When I was a freshman, former Street Editor-in-Chief Jessica Goodman wrote her DP senior column as a list summing up her Penn career. It stuck with me in ways your average BuzzFeed listicle rarely does. (There weren’t gifs.) So, even if I’m not confident in my (lack of) graduation feelings, there are some more specific things I am sure of, a la Jess, in list form:

  • No matter your major, take a three-hour creative writing seminar at some point.
  • Sometimes you don’t have to work hard or play hard. Stay in with friends, TV and wine. It’s as recharging as 12 hours of sleep.
  • Treat yourself to 12 hours of sleep sometimes.
  • GrubHub when you’re hungover, but if it’s nice-ish out, there’s no need for delivery.
  • Once you don’t have a meal plan, occasionally get swiped into Commons. Absence seriously makes the heart grow fonder.
  • Frat parties and downtowns get old. House parties with good people and bad booze don’t.
  • But I’m leaving Bankers and Natty behind at Penn. (Don’t quote me on Franzia.)
  • Early 2000s pop throwbacks make better party playlists than EDM.
  • #NoNewFriends is stupid. I probably made more friends senior year than sophomore and junior year combined.
  • Go to SPEC speaker events and do Q&A — it’s nerve-wracking, but you get to meet (not just see) celebrities! Ellie Kemper, Eva Longoria and Retta would recognize me on the street.
  • Read UTB, Street and the DP — and give feedback both positive and negative.

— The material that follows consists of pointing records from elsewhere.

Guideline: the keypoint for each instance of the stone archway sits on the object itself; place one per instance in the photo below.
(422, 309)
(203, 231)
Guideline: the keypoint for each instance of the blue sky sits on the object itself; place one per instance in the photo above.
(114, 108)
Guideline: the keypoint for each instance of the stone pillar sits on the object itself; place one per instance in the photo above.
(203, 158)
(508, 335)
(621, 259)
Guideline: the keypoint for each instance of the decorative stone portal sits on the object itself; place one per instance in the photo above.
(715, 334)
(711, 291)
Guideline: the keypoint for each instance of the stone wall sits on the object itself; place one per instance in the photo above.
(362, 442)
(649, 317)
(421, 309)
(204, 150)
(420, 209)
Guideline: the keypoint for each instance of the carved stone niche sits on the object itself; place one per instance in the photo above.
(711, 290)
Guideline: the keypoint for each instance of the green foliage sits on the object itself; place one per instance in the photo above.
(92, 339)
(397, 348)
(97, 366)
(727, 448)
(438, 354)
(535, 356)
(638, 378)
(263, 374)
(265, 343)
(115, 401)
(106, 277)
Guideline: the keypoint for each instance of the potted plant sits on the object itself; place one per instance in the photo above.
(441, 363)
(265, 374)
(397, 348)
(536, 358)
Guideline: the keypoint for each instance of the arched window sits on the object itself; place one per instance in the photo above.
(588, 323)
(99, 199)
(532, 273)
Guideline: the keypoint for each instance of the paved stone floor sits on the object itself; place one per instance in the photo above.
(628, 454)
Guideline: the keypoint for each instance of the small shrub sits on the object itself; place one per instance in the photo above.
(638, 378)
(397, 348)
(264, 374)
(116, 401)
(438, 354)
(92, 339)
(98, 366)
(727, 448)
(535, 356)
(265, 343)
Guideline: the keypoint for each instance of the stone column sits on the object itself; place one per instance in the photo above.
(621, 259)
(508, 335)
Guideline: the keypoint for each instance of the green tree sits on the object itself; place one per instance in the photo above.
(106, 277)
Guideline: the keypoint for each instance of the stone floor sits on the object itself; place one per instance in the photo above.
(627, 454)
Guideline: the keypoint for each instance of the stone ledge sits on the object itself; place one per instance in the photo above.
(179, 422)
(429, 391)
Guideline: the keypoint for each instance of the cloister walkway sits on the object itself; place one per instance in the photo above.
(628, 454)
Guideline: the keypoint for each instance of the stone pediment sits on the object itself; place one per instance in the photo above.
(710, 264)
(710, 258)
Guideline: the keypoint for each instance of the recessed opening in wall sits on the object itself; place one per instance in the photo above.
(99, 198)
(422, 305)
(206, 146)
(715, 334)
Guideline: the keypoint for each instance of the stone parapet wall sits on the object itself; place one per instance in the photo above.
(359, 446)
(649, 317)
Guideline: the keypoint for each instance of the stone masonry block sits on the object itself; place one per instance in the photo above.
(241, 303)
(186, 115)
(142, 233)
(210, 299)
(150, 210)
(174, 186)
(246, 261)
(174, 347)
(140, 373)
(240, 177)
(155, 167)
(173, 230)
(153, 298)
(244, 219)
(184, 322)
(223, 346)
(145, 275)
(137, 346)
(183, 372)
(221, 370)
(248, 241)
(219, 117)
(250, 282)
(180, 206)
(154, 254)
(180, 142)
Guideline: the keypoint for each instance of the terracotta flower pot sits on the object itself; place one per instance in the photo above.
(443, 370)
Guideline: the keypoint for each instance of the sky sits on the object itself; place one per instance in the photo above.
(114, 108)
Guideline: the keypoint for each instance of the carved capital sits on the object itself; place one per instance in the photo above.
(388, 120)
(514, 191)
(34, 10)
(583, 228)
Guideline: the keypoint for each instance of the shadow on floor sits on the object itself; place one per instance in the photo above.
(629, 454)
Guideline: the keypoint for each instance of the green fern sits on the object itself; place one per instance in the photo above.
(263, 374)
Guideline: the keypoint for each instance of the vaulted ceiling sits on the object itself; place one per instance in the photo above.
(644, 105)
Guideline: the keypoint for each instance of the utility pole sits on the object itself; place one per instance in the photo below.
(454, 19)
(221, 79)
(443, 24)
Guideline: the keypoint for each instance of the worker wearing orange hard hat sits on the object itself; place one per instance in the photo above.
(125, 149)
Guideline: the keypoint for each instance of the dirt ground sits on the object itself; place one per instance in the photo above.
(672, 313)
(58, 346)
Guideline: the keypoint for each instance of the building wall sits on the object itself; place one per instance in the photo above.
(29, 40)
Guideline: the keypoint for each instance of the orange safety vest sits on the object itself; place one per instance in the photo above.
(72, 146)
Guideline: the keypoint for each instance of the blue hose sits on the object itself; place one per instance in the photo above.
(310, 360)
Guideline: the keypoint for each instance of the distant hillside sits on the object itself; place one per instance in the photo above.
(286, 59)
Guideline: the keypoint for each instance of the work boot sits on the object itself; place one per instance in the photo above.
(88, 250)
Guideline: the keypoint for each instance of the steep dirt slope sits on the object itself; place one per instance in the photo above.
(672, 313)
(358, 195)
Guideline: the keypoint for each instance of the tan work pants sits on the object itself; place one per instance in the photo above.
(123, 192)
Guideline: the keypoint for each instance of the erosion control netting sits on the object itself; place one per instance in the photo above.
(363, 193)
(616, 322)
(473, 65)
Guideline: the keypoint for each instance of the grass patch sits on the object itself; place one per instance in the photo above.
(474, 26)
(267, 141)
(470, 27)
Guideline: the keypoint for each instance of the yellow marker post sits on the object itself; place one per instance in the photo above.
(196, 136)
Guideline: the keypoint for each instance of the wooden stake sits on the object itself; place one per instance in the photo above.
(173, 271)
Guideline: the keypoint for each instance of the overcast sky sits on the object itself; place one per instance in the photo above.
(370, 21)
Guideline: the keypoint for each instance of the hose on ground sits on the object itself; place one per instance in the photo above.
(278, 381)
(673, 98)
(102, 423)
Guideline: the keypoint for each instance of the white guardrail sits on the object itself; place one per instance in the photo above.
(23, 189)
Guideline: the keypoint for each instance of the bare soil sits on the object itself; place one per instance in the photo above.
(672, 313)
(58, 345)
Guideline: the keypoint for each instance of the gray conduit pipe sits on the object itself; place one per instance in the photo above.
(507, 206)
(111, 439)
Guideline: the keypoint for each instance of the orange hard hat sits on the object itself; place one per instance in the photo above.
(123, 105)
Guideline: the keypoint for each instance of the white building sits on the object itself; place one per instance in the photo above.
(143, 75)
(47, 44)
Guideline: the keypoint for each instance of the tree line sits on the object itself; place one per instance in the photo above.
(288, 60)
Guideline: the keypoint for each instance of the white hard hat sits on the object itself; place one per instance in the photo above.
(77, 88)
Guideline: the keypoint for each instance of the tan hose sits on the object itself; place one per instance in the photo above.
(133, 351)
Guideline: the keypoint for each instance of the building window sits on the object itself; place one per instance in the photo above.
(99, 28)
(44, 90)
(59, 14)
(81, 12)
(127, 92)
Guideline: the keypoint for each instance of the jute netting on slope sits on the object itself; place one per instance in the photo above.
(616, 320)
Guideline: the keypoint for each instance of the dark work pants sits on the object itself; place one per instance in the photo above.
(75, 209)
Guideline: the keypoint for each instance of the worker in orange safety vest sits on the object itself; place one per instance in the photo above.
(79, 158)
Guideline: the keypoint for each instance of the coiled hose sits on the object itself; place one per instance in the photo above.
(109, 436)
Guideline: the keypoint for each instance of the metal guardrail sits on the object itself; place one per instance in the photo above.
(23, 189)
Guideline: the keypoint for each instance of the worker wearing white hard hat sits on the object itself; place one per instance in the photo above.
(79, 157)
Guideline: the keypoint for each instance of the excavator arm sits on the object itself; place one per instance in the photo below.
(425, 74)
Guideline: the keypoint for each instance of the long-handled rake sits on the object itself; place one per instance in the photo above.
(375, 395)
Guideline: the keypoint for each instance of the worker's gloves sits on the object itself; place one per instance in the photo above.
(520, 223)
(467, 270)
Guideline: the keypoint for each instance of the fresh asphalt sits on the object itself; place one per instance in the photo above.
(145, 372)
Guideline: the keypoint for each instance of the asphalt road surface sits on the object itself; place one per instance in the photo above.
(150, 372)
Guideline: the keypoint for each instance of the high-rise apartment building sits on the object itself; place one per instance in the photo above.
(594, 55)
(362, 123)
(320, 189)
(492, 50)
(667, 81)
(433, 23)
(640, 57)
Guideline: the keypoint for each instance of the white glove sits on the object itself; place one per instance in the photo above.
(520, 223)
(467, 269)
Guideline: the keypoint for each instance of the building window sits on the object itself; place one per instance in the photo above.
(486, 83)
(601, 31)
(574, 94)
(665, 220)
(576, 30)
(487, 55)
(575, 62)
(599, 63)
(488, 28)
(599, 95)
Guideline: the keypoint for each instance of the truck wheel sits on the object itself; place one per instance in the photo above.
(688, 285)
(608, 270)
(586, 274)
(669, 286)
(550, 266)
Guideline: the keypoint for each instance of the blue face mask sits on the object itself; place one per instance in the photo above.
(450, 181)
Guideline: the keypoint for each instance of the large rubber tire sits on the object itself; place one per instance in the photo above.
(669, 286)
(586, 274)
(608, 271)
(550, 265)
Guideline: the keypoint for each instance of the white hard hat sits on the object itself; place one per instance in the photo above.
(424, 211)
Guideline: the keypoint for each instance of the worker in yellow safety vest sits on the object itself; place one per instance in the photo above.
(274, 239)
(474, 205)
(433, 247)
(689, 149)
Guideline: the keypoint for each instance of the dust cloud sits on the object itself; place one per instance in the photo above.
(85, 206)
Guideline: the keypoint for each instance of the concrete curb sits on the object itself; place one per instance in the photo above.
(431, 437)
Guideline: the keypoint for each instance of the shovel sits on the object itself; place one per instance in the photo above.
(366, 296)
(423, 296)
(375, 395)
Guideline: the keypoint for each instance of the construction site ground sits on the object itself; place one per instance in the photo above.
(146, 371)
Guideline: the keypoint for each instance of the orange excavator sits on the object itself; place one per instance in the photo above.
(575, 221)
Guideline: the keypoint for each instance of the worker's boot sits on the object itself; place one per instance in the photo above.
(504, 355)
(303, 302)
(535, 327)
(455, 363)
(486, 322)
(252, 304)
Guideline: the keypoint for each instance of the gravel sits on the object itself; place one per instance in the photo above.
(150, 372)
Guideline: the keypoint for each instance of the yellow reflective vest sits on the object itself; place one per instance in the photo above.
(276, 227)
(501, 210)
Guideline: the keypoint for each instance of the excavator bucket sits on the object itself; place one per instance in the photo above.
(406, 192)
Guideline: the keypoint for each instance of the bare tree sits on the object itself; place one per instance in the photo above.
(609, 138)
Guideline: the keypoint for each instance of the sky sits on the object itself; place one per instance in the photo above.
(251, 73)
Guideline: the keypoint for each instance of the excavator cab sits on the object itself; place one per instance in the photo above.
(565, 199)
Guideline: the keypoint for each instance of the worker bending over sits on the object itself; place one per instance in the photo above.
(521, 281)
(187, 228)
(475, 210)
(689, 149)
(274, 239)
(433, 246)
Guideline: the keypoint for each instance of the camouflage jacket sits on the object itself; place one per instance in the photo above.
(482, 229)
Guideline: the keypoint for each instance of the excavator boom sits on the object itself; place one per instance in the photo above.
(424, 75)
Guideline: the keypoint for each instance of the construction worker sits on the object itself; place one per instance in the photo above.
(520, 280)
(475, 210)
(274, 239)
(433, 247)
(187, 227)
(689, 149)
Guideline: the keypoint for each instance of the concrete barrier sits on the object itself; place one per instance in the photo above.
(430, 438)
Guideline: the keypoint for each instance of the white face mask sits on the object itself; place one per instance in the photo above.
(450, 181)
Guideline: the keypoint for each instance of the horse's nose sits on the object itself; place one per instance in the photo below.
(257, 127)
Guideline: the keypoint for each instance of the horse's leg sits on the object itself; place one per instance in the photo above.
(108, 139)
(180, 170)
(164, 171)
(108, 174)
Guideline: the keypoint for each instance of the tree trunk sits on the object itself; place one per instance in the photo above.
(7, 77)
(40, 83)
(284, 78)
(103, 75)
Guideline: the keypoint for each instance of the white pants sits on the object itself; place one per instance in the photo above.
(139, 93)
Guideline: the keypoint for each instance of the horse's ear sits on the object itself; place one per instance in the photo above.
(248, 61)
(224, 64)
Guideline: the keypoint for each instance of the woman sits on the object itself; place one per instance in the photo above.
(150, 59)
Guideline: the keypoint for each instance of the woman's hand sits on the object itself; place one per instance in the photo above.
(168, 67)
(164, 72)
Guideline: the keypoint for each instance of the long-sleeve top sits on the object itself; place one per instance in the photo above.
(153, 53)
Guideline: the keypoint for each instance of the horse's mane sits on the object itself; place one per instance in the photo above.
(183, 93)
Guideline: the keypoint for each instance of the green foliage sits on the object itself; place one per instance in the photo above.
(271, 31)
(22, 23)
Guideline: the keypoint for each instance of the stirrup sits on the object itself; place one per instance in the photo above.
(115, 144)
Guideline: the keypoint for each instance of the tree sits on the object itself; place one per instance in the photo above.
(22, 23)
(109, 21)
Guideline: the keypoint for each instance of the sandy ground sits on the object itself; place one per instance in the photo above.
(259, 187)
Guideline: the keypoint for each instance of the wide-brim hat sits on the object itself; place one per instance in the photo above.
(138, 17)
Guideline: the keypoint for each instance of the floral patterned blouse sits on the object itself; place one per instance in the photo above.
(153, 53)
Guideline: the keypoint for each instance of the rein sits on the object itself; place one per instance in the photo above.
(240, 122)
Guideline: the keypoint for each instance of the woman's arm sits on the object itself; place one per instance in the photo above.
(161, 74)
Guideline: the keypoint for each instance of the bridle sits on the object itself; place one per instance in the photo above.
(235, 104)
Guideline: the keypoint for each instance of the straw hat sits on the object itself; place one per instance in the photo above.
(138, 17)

Editors work hard and are your classmates. Passive-aggressive Facebook statuses are less constructive than sincerely reaching out.
  • On that note, it’s 2015, so Facebook exists for event invitations. Preachy statuses belong on Twitter as rants. You can also interact with celebs there.
  • How well liked you are isn’t proportional to how well liked your Instagrams are.
  • Put your phones in the middle of the table at BYOs. Try to conserve Generation MeMeMe for when you’re alone and procrastinating, not socializing.
  • Not every discussion with your friends should be about work and extracurriculars. Ask people how they’re doing. Listen.
  • Seek out dogs. There are not enough.
  • Elite groups that define social capital at Penn will mean little to nothing postgrad. A rejection from something on campus does not define your future.
  • I’m a hypocrite and learned most of these the hard way.

Penn is overwhelming, competitive, rewarding and transformative. It’s full of diverse, brilliant, inspiring humans. To all of them — and especially to the Upsilon Tau Beta bloggerhood — I send my undying love and light.